However, for international movie markets, it is worth noting that both Box Office Mojo and The Numbers only predominantly provide weekend box office sales data. These sources do not disclose detailed information regarding the number of theatres operational on the dates of movie releases or accurate debut dates. This limitation in data necessitates a focus on the change in box office performance as the principal metric for our international analysis. Following Edmans, Garcia, and Norli (2007) and Edmans et al. (2022), we incorporate the MSCI world market return in our panel regression analyses.

3.5 Other data

For the validation tests, we use established mood and investor sentiment measures. Specifically, we employ the Hedonometer Happiness Index, which tracks public happiness on a daily basis using online expressions from Twitter. Constructed using the hedonometer algorithm by Dodds et al. (2011), the index ranges from one to nine, with one indicating extremely negative, five neutral, and nine extremely positive.¹⁰ To better capture the impact of blockbuster movie releases on the happiness of investors, we exclude weekends and calculate weekly happiness as the average of daily happiness scores over the trading days of each week. We then deseasonalize this weekly index to account for any seasonal effects and use changes in this deseasonalized weekly happiness (Happiness) as our final measure for the validation tests. In addition, we utilize the well-established investor sentiment measures of Obaid and Pukthuanthong (2022), specifically Photo Pessimism and Text Pessimism, which are based on news photos and articles from The Wall Street Journal. These data, available from September 2008 to December 2019, are collected from Kuntara Pukthuanthong’s website. Similarly, we define weekly Photo Pessimism (Photo_pes) and Text Pessimism (Text_pes) as the average of the daily pessimism scores over the trading days within a given week. Higher values of these pessimism indices indicate lower investor sentiment.

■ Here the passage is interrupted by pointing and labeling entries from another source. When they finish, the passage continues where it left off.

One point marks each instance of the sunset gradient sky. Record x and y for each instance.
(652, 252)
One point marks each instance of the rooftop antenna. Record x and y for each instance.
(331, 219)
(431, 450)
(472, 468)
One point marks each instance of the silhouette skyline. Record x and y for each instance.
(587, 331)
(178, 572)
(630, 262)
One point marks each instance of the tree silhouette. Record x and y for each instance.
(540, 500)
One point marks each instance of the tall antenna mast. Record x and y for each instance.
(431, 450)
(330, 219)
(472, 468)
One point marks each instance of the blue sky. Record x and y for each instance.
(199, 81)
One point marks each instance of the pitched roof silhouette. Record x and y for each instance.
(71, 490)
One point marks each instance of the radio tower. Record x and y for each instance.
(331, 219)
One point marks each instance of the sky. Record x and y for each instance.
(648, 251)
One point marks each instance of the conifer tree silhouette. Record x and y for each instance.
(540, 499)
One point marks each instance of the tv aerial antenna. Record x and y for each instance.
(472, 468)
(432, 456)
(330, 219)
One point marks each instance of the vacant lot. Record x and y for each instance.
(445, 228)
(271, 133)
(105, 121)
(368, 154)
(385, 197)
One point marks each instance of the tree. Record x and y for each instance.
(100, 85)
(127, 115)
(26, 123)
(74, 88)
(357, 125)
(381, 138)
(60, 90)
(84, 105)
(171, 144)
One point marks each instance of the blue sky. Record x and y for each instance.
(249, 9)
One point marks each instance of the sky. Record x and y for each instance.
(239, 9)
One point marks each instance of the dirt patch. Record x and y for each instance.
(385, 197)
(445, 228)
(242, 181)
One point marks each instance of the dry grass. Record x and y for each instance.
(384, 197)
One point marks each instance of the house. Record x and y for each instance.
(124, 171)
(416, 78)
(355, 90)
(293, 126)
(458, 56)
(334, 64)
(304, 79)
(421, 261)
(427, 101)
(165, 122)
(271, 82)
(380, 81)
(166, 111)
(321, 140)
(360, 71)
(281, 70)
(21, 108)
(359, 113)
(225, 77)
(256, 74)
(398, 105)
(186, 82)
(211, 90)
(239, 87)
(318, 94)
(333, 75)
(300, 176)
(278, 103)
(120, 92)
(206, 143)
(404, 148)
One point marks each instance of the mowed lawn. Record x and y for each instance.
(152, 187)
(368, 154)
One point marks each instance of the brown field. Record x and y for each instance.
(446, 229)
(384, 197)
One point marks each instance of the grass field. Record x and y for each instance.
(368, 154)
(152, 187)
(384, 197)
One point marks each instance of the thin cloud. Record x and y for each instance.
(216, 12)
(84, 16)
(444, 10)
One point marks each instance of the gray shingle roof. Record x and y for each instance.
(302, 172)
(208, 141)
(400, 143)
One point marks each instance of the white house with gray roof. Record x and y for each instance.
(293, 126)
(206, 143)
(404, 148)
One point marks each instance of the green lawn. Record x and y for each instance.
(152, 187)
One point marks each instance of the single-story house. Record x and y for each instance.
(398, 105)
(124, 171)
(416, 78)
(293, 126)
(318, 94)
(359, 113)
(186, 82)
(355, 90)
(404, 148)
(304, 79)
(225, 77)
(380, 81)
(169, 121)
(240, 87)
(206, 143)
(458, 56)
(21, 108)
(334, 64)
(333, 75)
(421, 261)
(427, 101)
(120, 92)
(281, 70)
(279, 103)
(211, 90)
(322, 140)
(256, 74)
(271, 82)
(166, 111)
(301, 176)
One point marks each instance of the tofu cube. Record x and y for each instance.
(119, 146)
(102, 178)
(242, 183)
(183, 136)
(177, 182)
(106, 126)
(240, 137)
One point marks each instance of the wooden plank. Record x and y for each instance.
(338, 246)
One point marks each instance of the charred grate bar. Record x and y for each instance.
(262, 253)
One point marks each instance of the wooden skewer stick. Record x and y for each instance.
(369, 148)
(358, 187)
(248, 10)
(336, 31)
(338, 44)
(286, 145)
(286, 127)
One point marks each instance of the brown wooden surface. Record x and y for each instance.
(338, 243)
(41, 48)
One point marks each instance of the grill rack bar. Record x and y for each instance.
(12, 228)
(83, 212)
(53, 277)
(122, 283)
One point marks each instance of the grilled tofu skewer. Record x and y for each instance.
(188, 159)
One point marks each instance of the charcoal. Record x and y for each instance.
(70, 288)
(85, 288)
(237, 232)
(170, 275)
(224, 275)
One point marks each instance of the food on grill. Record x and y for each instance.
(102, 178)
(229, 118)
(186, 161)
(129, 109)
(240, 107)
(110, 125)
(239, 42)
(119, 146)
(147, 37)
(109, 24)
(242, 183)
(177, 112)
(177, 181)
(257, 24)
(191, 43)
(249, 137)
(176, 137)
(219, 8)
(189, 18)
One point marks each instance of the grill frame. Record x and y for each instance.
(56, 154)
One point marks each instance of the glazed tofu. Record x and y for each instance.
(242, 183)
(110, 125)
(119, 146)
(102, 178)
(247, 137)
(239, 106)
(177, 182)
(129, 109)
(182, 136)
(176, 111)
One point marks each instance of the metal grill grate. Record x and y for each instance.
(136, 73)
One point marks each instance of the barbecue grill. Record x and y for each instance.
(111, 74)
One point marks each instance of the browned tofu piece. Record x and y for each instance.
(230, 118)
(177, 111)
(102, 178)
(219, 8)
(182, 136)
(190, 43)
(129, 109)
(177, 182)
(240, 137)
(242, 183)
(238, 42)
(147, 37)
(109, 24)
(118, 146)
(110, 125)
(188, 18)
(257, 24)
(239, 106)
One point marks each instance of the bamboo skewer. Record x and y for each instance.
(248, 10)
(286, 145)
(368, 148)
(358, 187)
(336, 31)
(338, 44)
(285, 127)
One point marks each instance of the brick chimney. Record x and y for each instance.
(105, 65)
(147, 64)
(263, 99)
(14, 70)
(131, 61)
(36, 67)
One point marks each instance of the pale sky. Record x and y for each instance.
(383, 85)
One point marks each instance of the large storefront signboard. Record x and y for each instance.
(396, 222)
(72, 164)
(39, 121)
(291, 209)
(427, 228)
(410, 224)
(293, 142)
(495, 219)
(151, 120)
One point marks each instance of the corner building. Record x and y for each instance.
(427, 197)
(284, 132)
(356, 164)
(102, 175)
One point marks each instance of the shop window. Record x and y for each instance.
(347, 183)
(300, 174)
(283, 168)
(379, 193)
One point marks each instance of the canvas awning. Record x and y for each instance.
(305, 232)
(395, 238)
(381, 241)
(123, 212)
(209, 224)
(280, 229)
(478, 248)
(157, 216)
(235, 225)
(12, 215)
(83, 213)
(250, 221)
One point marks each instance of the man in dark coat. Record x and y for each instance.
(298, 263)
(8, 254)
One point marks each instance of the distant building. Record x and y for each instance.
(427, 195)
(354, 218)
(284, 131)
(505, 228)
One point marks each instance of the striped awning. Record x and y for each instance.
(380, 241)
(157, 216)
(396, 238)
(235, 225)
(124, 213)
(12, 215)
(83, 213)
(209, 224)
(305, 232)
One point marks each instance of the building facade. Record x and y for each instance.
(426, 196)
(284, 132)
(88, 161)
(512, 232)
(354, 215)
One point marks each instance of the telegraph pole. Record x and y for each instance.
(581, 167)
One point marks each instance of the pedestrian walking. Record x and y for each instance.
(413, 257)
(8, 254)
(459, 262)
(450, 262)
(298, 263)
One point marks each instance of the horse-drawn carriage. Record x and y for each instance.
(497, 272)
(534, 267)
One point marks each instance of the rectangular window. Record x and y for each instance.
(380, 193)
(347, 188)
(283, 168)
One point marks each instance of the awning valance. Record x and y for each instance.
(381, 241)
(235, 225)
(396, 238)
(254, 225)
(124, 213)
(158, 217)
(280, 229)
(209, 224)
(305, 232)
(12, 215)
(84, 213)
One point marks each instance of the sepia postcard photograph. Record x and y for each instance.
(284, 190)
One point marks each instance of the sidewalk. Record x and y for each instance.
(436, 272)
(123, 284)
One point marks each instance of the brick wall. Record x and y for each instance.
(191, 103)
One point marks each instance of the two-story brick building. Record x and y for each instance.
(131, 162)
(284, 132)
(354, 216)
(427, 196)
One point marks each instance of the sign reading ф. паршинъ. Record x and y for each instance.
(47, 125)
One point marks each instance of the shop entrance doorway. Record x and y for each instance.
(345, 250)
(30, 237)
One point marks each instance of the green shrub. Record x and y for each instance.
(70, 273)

Considering that stock market return predictability may be driven by information associated with economic fundamentals and business cycles, we include six widely studied economic variables in our predictive regressions for comparison: price–earnings ratio, PE, defined as the difference between the log of prices and the log of earnings on the S&P 500 index; dividend–payout ratio, DE, defined as the difference between the log of dividends and the log of earnings on the S&P 500 index; term spread, TMS, calculated as the long-term yield minus the T-bill rate; default yield spread, DFY, defined as the difference between BAA- and AAA-rated bond yields; consumption–wealth ratio, CAY, as defined in Lettau and Ludvigson (2001); cyclically adjusted price-to-earnings ratio, CAPE, developed by Robert Shiller. The data for calculating weekly PE and DE are sourced from Bloomberg, while data for TMS and DFY are obtained from the Federal Reserve Bank of St Louis. CAY and CAPE data are available from Martin Lettau’s website and Shiller’s Data website, respectively.

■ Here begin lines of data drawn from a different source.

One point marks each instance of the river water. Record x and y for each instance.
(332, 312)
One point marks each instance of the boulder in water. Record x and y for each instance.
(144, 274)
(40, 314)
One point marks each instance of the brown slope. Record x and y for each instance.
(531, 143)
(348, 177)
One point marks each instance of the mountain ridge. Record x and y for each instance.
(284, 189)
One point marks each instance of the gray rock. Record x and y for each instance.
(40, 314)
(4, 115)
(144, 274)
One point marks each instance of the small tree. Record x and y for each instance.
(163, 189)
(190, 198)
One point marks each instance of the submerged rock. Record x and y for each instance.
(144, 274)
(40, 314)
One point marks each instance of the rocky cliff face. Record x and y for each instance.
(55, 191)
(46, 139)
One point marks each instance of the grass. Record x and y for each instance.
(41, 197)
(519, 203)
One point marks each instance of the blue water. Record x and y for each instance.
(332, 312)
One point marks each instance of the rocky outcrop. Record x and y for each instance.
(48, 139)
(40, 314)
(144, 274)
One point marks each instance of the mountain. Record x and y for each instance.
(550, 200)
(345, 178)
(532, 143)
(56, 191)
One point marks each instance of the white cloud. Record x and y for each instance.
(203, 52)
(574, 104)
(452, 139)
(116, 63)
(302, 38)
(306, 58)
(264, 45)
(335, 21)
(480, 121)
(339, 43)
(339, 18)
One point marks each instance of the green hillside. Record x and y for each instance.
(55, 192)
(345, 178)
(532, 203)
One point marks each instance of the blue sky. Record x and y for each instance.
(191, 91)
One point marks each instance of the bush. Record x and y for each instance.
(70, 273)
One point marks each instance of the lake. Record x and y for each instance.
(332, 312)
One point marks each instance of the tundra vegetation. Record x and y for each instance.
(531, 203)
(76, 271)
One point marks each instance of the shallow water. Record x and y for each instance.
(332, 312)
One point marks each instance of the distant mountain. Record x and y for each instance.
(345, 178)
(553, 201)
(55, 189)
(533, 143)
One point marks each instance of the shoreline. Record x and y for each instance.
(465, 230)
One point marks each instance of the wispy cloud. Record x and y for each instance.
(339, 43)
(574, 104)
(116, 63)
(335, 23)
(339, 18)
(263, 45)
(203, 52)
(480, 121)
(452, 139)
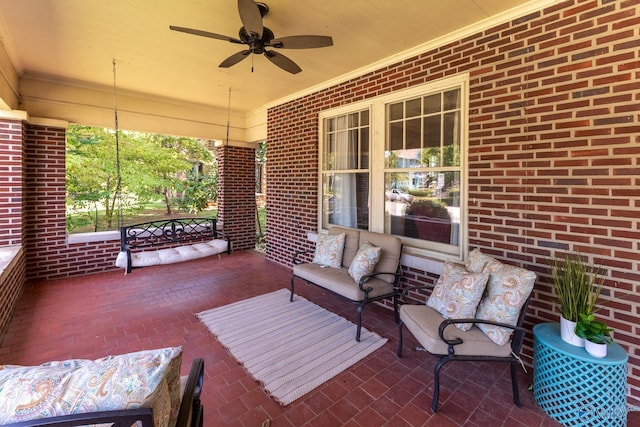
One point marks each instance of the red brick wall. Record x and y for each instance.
(11, 216)
(553, 150)
(236, 194)
(49, 255)
(11, 161)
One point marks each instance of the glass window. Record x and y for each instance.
(396, 164)
(422, 177)
(345, 171)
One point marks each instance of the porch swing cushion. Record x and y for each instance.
(173, 255)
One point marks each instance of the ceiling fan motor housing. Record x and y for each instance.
(256, 44)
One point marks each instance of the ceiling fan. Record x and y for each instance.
(258, 38)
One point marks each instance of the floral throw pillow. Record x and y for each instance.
(329, 249)
(507, 290)
(365, 261)
(477, 262)
(145, 379)
(457, 293)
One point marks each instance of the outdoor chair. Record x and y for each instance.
(470, 317)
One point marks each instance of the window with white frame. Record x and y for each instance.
(397, 164)
(345, 170)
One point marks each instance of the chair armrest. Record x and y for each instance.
(124, 417)
(366, 277)
(190, 413)
(518, 330)
(296, 256)
(405, 294)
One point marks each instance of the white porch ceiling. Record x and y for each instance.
(75, 41)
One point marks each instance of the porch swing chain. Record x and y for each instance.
(118, 199)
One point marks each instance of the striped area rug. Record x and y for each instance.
(289, 347)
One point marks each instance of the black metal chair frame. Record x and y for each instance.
(517, 340)
(361, 284)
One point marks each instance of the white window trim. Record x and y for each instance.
(377, 123)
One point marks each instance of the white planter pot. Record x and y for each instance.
(568, 334)
(596, 350)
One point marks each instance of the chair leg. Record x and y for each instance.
(396, 314)
(359, 329)
(436, 383)
(514, 383)
(399, 352)
(292, 279)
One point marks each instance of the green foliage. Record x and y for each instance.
(198, 191)
(429, 208)
(577, 286)
(421, 192)
(591, 330)
(152, 166)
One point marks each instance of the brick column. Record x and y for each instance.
(236, 193)
(12, 178)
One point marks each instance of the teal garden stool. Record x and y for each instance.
(575, 388)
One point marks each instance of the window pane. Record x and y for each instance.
(329, 152)
(353, 120)
(345, 200)
(451, 139)
(432, 131)
(364, 148)
(423, 205)
(414, 108)
(452, 99)
(414, 133)
(395, 111)
(432, 104)
(331, 125)
(364, 118)
(395, 136)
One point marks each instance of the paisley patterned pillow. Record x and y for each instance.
(507, 290)
(329, 250)
(145, 379)
(457, 293)
(365, 261)
(477, 261)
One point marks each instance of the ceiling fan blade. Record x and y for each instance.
(302, 42)
(250, 16)
(234, 59)
(282, 61)
(204, 34)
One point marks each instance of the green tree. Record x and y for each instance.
(151, 166)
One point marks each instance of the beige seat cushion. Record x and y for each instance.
(339, 281)
(423, 322)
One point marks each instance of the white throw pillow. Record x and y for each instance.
(365, 261)
(329, 249)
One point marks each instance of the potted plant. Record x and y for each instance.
(577, 287)
(596, 335)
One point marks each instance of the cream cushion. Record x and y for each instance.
(172, 255)
(424, 321)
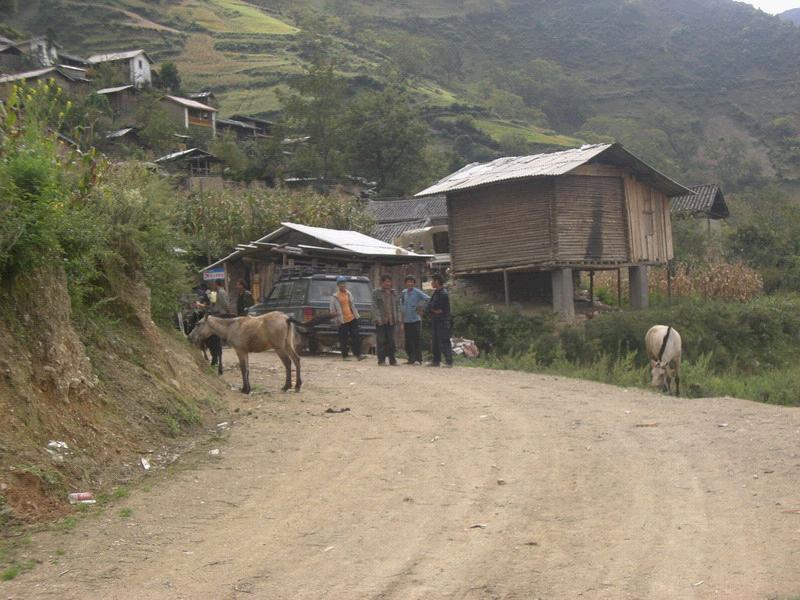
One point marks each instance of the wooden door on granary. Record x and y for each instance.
(591, 221)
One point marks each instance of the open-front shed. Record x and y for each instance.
(301, 248)
(591, 208)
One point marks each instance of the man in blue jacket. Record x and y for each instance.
(439, 309)
(412, 301)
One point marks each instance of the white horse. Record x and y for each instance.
(663, 345)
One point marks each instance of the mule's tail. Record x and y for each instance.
(664, 343)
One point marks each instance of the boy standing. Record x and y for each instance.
(439, 309)
(344, 310)
(412, 302)
(386, 311)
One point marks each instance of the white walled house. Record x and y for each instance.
(135, 64)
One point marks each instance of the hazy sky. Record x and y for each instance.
(775, 6)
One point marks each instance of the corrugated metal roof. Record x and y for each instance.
(234, 123)
(185, 154)
(114, 56)
(388, 232)
(706, 200)
(119, 133)
(408, 209)
(114, 90)
(26, 75)
(352, 241)
(548, 165)
(190, 103)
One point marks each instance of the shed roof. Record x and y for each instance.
(408, 209)
(26, 75)
(184, 154)
(114, 90)
(548, 165)
(190, 103)
(115, 56)
(352, 241)
(119, 133)
(388, 232)
(234, 123)
(707, 200)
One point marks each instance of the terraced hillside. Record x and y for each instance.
(695, 87)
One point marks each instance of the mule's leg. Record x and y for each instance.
(296, 360)
(218, 350)
(245, 369)
(287, 365)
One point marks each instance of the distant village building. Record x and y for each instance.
(121, 99)
(135, 66)
(190, 113)
(193, 162)
(706, 202)
(416, 224)
(262, 127)
(204, 97)
(73, 83)
(524, 224)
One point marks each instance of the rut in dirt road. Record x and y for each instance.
(462, 483)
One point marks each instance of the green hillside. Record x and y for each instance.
(703, 89)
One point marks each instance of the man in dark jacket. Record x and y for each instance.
(386, 312)
(439, 310)
(244, 300)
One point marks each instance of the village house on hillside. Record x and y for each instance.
(135, 66)
(524, 224)
(706, 203)
(190, 113)
(419, 224)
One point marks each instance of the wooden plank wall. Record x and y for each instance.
(591, 220)
(501, 226)
(649, 223)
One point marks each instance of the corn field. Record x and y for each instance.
(722, 281)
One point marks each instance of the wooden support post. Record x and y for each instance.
(669, 283)
(637, 280)
(563, 293)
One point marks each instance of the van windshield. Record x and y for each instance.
(321, 291)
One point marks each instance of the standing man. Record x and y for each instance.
(439, 309)
(221, 307)
(412, 302)
(386, 312)
(346, 314)
(244, 300)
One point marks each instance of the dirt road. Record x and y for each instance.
(462, 483)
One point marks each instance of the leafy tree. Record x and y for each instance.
(157, 129)
(386, 139)
(170, 78)
(314, 108)
(768, 238)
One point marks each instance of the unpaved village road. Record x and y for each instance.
(463, 484)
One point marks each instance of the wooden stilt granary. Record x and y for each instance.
(591, 208)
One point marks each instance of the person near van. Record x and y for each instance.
(439, 310)
(386, 313)
(412, 302)
(346, 314)
(244, 300)
(221, 306)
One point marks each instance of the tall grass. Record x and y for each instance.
(745, 350)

To ensure the robustness of our findings, we compare our movie measures with three high-frequency predictors. The first two are market sentiment indices: the AAII Sentiment Survey (SENT^AAII), which we obtained from the American Association of Individual Investors’ (AAII) website (https://www.aaii.com/sentimentsurvey/sent_results), and the Financial Advisors’ Sentiment (SENT^advisor), sourced from Investors Intelligence.

Additionally, we consider weather conditions as another comparable weekly predictor, acknowledging the prior literature that suggests cloud cover impacts mood (Hirshleifer and Shumway 2003; Goetzmann et al. 2015). Climatological data, inclusive of hourly weather observations since 2000, were retrieved from the National Oceanic and Atmospheric Administration’s (NOAA) website.¹¹ In line with Edmans et al. (2022), we focus on hourly sky conditions reported by various weather stations across the USA. Each weather station reports cloud cover on a scale from 0 (clear sky) to 8 (overcast sky). Following Goetzmann et al. (2015), we calculate the average daily cloud cover by aggregating hourly values from 6 am to 12 pm. To remove seasonal effects, we adjust the daily cloud cover by subtracting the weekly average as in Hirshleifer and Shumway (2003). The average daily change in deseasonalized cloud cover within a week (ΔDCC) serves as our proxy for weekly weather conditions.

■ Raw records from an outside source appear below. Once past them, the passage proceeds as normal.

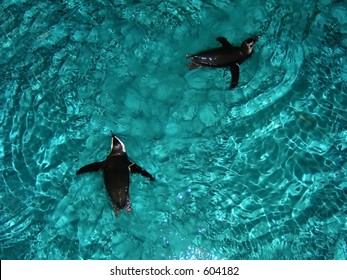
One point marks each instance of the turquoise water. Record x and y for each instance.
(258, 172)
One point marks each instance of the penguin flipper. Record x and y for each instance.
(225, 43)
(235, 74)
(134, 168)
(92, 167)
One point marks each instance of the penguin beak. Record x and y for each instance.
(254, 39)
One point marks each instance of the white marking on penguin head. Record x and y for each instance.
(247, 45)
(117, 145)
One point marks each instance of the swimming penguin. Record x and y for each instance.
(225, 56)
(116, 170)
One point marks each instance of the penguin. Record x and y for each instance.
(225, 56)
(116, 170)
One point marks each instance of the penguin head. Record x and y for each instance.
(117, 146)
(247, 45)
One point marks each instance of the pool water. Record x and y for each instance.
(256, 172)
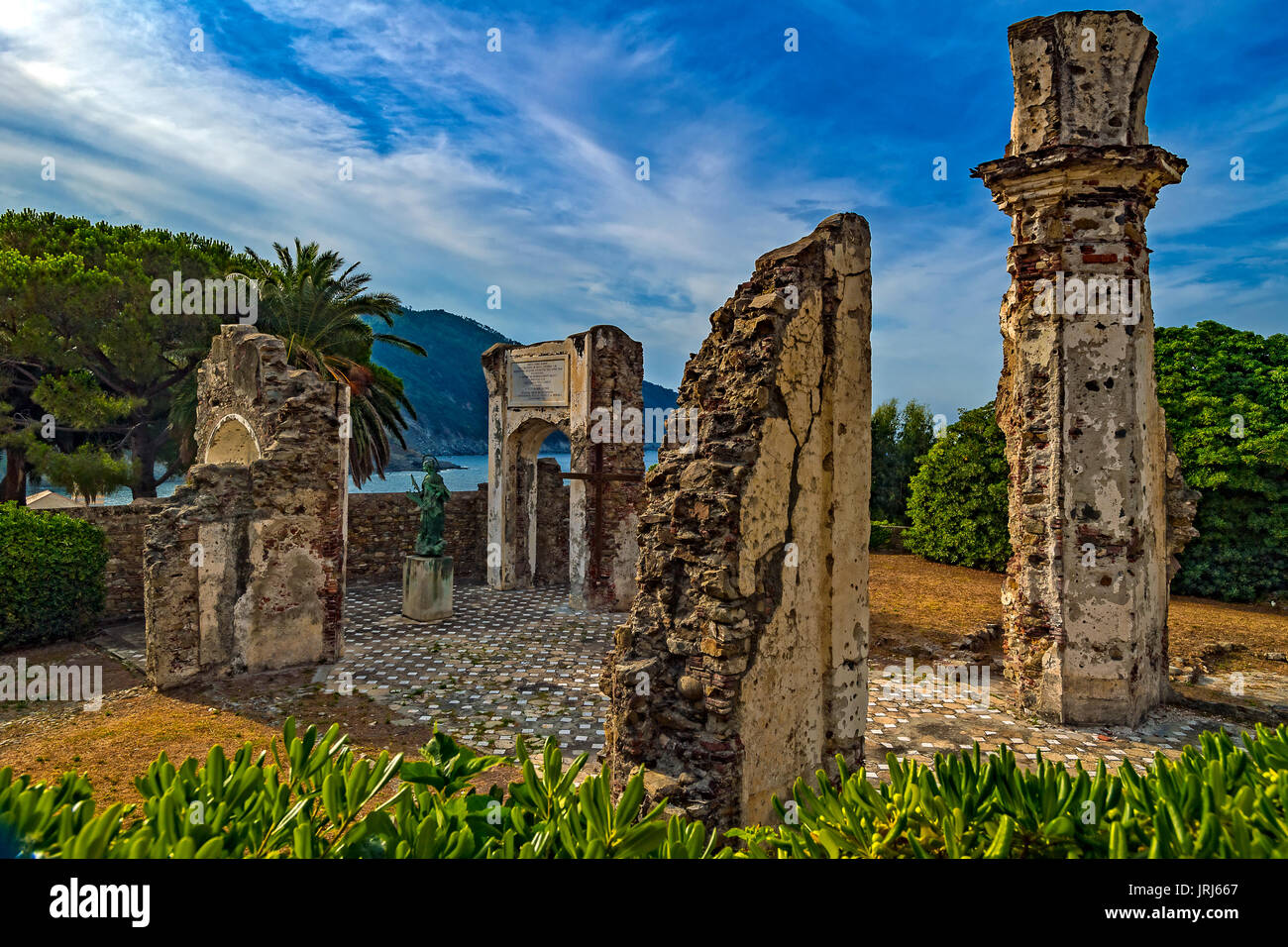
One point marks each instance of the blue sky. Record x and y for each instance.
(516, 169)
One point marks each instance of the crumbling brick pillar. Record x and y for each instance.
(1086, 590)
(743, 663)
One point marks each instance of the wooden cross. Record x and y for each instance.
(599, 476)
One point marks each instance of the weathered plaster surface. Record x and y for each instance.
(1086, 440)
(268, 587)
(604, 367)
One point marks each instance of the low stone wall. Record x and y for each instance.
(123, 579)
(381, 530)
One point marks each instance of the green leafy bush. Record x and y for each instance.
(51, 577)
(958, 496)
(1225, 393)
(317, 799)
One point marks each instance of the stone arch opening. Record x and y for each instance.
(565, 385)
(232, 442)
(541, 505)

We use the S&P 500 index returns as a representative measure for stock market returns. In line with the methodology of Da, Engelberg, and Gao (2015), we incorporate several control variables including the CBOE VIX, and changes in the Economic Policy Uncertainty (EPU) index as defined by Baker, Bloom, and Davis (2016). Additionally, we employ the Aruoba–Diebold–Scotti (ADS) business conditions index sourced from the Federal Reserve Bank of Philadelphia. Accordingly, the ADS index comprises a range of macroeconomic variables including jobless claims, payroll employment, industrial production, personal income less transfer payments, manufacturing and trade sales, and real gross domestic product (GDP). Following Da, Engelberg, and Gao (2015) and Edmans et al. (2022), we utilize the changes in the ADS index to gauge innovations driven by macroeconomic conditions.¹²

We also include a holiday dummy variable to address concerns that blockbuster releases may coincide with public holidays, and that the predictability could be driven by holidays as mood boosters rather than by the entertainment effects of the movies. The dummy variable equals one if any federal holidays (e.g., Christmas Day, Columbus Day, Independence Day, Labor Day, Martin Luther King Jr. Day, Memorial Day, New Year’s Day, Thanksgiving Day, Veterans Day, or Washington’s Birthday) occur within a given week, and zero otherwise.¹³ To account for potential seasonality in stock market returns, as noted in previous studies (e.g., Heston and Sadka 2008; Keloharju, Linnainmaa, and Nyberg 2016, 2021), we consider month dummies. Appendix A presents the definition of all the variables used in this study. Table 1 reports the summary statistics and the correlation matrix for the key variables.

Table 1.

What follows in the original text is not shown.